Kratt

Massicot

par Jérôme Heff le 13/08/2020

Note: 9.0    

En Suisse, on ne fabrique pas que des montres qui tournent rond : l’horloge biologique du trio féminin genevois Massicot est réglée sur son propre fuseau horaire depuis maintenant dix ans. Mara Krastina (chant et basse) chante en letton (sa langue maternelle), sur une musique percussive, minimaliste, aux guitares hachées menu.

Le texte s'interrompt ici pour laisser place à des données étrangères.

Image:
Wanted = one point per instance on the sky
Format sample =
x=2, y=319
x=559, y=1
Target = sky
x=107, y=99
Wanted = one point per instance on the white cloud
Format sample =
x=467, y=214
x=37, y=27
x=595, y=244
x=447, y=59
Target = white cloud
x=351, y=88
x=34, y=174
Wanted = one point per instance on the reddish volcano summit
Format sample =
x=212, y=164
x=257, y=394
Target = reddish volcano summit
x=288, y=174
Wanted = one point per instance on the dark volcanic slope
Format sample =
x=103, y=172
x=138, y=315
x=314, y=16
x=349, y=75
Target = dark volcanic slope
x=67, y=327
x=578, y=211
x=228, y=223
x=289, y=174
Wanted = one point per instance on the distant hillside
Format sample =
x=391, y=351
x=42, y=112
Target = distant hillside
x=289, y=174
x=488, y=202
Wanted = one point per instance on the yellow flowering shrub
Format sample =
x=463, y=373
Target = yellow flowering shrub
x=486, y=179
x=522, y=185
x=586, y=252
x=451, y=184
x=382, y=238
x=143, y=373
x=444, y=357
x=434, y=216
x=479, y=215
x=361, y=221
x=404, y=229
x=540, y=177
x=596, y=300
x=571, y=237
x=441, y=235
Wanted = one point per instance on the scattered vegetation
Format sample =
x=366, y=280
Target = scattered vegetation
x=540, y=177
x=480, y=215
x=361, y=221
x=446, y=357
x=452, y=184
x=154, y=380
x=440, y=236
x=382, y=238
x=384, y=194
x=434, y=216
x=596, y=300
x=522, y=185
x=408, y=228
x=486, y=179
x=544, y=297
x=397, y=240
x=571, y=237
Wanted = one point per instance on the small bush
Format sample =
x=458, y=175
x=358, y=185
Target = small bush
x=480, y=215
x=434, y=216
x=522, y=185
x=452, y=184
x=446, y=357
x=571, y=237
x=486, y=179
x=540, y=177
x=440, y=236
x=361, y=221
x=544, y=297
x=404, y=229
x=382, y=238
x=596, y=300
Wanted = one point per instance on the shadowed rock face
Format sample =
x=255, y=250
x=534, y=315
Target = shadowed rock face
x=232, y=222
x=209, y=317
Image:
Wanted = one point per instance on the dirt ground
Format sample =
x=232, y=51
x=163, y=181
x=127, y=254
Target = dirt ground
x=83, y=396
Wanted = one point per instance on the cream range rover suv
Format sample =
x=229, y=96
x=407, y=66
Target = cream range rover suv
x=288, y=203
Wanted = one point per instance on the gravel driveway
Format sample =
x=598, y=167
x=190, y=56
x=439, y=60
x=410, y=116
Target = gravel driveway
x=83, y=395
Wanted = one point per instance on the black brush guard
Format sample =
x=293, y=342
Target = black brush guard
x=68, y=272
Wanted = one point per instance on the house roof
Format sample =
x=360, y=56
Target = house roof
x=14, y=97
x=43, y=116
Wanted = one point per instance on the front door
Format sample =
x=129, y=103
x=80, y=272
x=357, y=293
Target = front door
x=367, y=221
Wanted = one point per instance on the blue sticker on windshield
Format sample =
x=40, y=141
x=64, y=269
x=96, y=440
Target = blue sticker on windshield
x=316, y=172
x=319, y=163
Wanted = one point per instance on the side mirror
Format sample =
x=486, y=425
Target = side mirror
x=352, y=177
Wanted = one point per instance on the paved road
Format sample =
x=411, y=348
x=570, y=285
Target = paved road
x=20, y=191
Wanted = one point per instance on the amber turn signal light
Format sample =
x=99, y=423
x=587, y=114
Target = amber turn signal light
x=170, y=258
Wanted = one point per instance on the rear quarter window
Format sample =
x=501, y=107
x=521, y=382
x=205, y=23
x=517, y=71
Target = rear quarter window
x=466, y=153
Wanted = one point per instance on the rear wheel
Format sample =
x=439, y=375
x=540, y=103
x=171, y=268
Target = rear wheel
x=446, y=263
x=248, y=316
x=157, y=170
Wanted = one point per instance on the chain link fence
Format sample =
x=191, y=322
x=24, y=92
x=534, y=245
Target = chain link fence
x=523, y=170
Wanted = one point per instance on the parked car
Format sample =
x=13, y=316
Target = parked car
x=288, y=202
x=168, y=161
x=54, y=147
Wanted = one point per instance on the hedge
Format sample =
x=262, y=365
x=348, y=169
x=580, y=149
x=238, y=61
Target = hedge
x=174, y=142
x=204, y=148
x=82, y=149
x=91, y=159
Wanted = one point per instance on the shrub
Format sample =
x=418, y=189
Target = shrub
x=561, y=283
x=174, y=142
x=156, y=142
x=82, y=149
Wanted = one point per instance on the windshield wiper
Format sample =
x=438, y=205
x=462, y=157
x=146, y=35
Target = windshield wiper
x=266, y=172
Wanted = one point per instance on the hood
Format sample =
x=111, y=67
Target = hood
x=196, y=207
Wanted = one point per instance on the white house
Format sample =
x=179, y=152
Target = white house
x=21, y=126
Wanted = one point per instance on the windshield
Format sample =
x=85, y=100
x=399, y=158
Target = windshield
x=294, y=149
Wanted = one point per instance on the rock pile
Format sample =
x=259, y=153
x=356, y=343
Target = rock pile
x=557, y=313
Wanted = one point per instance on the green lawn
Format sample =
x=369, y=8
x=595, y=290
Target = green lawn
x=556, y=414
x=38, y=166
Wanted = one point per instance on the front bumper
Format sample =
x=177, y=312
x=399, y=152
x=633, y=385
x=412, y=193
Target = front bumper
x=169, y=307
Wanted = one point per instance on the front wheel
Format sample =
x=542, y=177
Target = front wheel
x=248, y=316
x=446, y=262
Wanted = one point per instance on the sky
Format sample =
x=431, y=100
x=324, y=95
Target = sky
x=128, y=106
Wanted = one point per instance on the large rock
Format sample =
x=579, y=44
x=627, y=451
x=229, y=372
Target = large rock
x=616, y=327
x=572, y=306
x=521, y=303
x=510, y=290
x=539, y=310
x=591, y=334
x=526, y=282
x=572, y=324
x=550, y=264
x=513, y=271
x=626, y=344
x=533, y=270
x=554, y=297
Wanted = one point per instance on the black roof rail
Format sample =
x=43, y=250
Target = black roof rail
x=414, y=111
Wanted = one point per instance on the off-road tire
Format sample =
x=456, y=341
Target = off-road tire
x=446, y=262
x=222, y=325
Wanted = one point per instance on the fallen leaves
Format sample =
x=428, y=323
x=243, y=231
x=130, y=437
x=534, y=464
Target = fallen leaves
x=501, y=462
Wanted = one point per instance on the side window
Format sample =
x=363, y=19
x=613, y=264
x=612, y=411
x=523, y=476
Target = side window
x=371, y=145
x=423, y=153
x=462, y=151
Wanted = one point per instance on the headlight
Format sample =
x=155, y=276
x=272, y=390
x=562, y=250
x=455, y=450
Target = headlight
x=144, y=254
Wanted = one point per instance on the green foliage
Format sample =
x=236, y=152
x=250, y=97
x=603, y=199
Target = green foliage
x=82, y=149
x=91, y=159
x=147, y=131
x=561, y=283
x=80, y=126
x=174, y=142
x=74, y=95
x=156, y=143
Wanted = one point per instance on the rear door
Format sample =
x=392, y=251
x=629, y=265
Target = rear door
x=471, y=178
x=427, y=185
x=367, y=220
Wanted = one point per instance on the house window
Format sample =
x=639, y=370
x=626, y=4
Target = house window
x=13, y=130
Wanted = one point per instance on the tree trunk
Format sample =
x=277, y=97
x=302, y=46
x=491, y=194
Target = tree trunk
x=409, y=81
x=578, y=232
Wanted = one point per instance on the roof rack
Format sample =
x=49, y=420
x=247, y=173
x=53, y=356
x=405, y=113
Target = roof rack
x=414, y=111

Le style pourrait tenir en trois lettres : YMG. ESG. GOF. ACR. DAF. Young Marble Giants, E(merald) S(apphire) & G(old), Gang Of Four, A Certain Ratio, D(eutsche) A(merikanische) F(reundschaft)… ou encore les Creatures de Siouxsie Sioux et Budgie (Siouxsie & The Banshees)… sont des noms qui viennent à l’esprit à l’écoute de ces titres fracturés et dansants, dont certains ont été composés "live" pour accompagner des films muets. 
D’autres se sont abreuvés aux mêmes sources, de la no wave new yorkaise à la new wave anglaise (les pénibles Savages de Jenny Beth par exemple, que Massicot éjecte hors du ring). Massicot prend bien soin de ne gommer aucune aspérité, et même les accentue délibérément ; le son est ciselé, sans une once de gras, et repose sur une cohésion sans faille entre Mara, Simone Aubert (guitare) et Colline Grosjean (batterie). 

"Kratt" fait trembler les murs épais et cossus de Genève, et le titre final "Saule", presque immobile façon drone, fait sentir une sourde menace sous les eaux étales du lac Léman. Post punk par bien des aspects, on aimerait bien que cette musique soit celle conduisant au "monde d'après".